What Dominik is showing us, through his fine script and direction, is similar to the analogy drawn by Coppola in The Godfather; that crime has a parallel dynamic to business; that its mores and rules are identical; that its outcomes are inextricably linked to the Share Price Index and the value of the greenback. As such, ‘Killing Them Softly’ is a convincing companion piece to ‘Margin Call’ which I reviewed last year In Wise Blood.
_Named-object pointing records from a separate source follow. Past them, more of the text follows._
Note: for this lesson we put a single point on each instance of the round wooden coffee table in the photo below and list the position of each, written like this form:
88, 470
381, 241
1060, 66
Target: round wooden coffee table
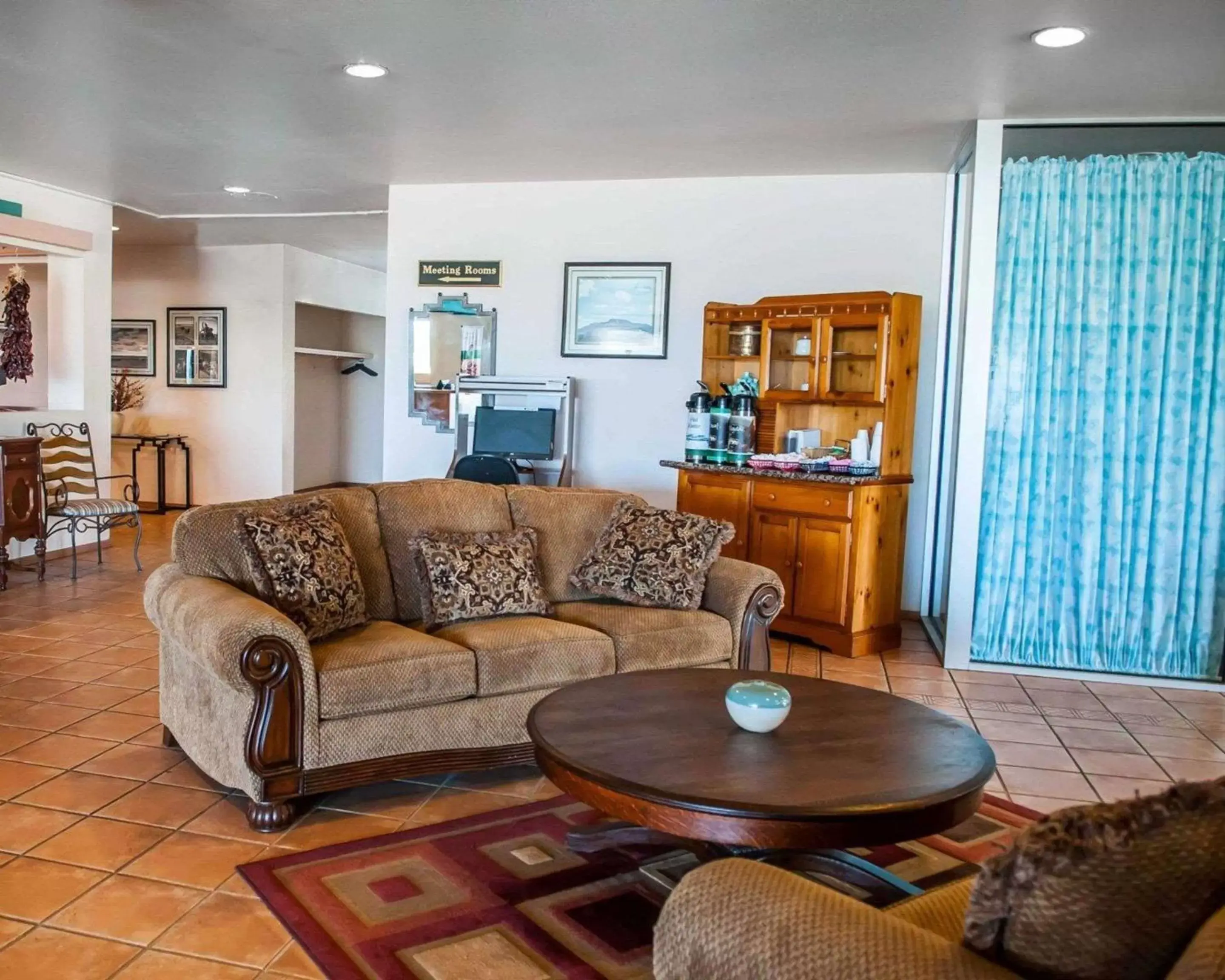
849, 767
As for the performances – I especially liked Scoot McNairy and Ben Mendelsohn as the two young hoods. They bring a curious, quotidian flavour to their portrayals that sits well inside the director’s bleak vision of routine wretchedness. Everyone else is fine. Brad Pitt is becoming a dab hand at psychotics; Achilles, Jesse James and now Jackie Cogan. He fills out his character with some recognisable quirks. He doesn’t like to get up close and personal with his victims because he can’t handle their anguish. He prefers distance. He bitches about politicians, the lack of community and about being short-changed by Driver. He provides the movie’s telling epilogue – ‘America’s not a country….it’s a business.’

Author’s Note
New Zealander, Andrew Dominik has previously directed ‘Chopper‘ and ‘The Assassination of Jesse James….’. The movie reviewed here is based on George V Higgins’ 1974 novel, Cogan’s Trade. It would seem that Dominik is well on his way to auteur status and I look forward to his next exposition on the state of the criminal union.